Heterogeneity-Driven Hydrodynamics Conditions the Hydrochemistry of Spring Water in Volcanic Islands.

Abstract

Perched aquifers represent significant unexploited groundwater reserves in volcanic islands and contain valuable freshwater resources. These water reserves provide critical resources to indigenous populations suffering water scarcity. Groundwater discharged from a perched aquifer into two adjacent (14 m) springs in the volcanic summits constituted by basaltic and pyroclastic deposits of Gran Canaria Island (Spain) was examined. Based on springs discharge data, a three-dimensional groundwater flow and solute transport model of the investigated perched aquifer was calibrated to reproduce its hydraulic regime, as well as to explain the hydrochemical and isotopic composition of its main discharge systems, the studied springs. Groundwater flow simulations effectively replicated flow paths of the two springs affected by the existing geological heterogeneities, with differential travel times of 246 and 130 years, respectively, and with a convergent flow toward them partially explaining the averaged differences in electrical conductivity, δ18 O, and tritium observed between the springs.
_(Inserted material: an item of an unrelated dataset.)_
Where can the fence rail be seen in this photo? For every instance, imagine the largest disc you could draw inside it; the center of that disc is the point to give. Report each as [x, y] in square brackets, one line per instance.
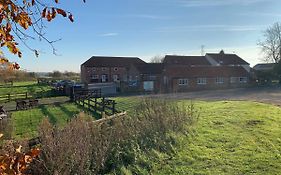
[25, 95]
[94, 102]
It can be concluded that, although water quality in both springs is similar and homogenous, as they come from the same aquifer system, geological heterogeneities in the upper elevation volcanic areas is likely the cause for the differences in the residence times of the two springs, which suggests that the flow regimes for the two springs are independent. The chemistry of the two springs, however, is essentially the same, with the exception of tritium, which is used to ascertain residence time.